Stone has been quarried in Rossendale since at least the 14th century and probably long before that. There are records of stone being sold in Rossendale in 1341 and of rents being paid for quarries in the middle of the 15th century.
A 1552 quote paints a picture of small quarries in wild country,
"There were mynes or delfes on the King's waste ground at Balladen wherein slate stones were got. They were scarcely worth letting by the year for 20/- because there is slate enough to be had near adjoining on other men's land and because it is in a wyld savage contrey farre from any habitacion."
Before about 1770 most of the quarrying was on a small scale and took place close to where the stone was wanted. However, from the earliest times some Rossendale stone was in great demand both locally and further afield. This stone split easily into thin sheets suitable for roofing slates and these were a valuable commodity. This led to quarrying for slates, with “sclatt pittes” (slate pits) being worked as early as 1600. It is said that that almost all the old houses in Rossendale were roofed with tiles from the Heald slate quarries. Records show that in the 17th century slate pits were big enough businesses to involve disputes about rent and other payments.

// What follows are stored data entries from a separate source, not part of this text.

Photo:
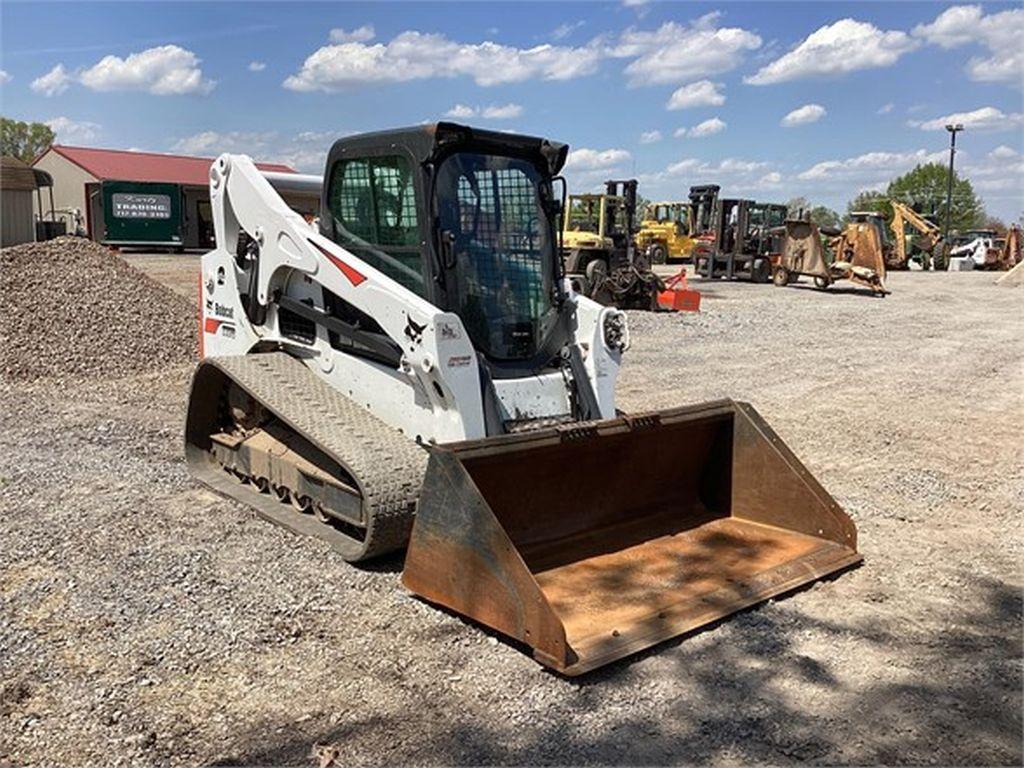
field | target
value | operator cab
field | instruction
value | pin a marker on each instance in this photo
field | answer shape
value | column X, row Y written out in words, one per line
column 467, row 219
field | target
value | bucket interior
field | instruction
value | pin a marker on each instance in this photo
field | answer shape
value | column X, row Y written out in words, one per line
column 643, row 524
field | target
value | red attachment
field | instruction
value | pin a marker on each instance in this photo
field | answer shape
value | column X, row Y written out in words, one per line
column 677, row 296
column 354, row 276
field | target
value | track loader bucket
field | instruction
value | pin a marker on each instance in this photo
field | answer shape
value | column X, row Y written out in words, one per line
column 591, row 542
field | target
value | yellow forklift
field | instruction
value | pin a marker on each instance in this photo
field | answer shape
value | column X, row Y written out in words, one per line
column 665, row 231
column 598, row 252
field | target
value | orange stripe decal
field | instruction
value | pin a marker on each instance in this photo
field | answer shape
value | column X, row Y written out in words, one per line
column 354, row 276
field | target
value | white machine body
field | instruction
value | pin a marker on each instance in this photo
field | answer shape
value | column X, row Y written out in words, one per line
column 435, row 392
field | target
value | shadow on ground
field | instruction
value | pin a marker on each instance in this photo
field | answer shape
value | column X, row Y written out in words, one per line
column 957, row 704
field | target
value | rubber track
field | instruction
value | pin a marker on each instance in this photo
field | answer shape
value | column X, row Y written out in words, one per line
column 387, row 466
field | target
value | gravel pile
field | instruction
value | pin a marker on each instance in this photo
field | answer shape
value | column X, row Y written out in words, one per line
column 73, row 309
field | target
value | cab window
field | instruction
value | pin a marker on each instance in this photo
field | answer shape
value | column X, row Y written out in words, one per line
column 373, row 203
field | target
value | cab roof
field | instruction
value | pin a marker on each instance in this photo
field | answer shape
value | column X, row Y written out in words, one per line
column 436, row 140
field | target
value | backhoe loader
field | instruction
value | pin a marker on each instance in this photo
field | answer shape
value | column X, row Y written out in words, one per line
column 414, row 371
column 854, row 257
column 929, row 243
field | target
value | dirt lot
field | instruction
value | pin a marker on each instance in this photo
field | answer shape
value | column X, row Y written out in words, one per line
column 144, row 621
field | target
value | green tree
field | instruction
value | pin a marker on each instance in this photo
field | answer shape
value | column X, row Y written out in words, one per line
column 24, row 140
column 870, row 200
column 924, row 188
column 795, row 205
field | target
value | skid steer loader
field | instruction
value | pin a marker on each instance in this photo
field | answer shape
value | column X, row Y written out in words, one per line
column 415, row 371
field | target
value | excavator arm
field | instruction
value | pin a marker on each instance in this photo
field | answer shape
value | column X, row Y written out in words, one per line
column 904, row 216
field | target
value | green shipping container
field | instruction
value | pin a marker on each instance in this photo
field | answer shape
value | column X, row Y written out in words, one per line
column 142, row 213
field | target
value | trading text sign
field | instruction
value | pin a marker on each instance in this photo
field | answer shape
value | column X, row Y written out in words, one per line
column 133, row 206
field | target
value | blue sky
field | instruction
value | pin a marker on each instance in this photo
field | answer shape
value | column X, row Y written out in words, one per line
column 673, row 93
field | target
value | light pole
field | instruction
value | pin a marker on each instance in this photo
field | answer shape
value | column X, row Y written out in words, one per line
column 953, row 129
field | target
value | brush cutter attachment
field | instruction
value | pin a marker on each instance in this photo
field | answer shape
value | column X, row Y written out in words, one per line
column 591, row 542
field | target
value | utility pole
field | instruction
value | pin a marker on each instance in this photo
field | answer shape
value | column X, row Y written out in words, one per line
column 953, row 129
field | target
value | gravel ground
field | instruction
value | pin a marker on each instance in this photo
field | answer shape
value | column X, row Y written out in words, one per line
column 146, row 622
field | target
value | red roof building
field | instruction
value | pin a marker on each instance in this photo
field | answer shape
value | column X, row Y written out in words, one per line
column 122, row 165
column 79, row 174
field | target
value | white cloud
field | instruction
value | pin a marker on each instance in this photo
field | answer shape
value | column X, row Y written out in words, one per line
column 501, row 112
column 166, row 70
column 305, row 152
column 869, row 165
column 494, row 112
column 985, row 119
column 804, row 115
column 700, row 130
column 999, row 33
column 415, row 55
column 700, row 93
column 1003, row 152
column 215, row 142
column 844, row 46
column 53, row 83
column 360, row 35
column 672, row 53
column 462, row 112
column 564, row 30
column 585, row 159
column 676, row 53
column 73, row 130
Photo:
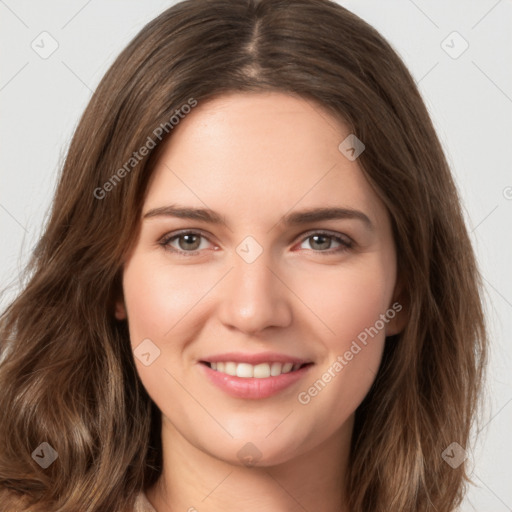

Much early quarrying was for local needs. Farmers who wanted stone for a building or the countless drystone walls that criss-cross the landscape would find an outcrop of stone nearby and take stone from there. Similar outcrops were used by early quarrymen seeking stone to sell. The effect of weather, particularly the effect of frost, would probably have loosened the exposed stone, making it easier to break away from the outcrop. Because of Rossendale’s geology, these rocky outcrops are usually high on the valley sides near the edge of the moorland. There are few places in Rossendale that are far from such outcrops and the stone would have been quarried and shaped close to where it was needed, probably just a short journey away by horse-drawn cart or sled.
These tiny quarries were sufficient for local needs, but as the growing towns of the industrial revolution demanded more and more stone, bigger quarries were developed. Many of the small quarries were obliterated by these larger workings, but some continued to be worked to supply stone locally. It is still possible to find their remains, sometimes no more than a few metres square, dotted around Rossendale usually at the brow or crest of a hill.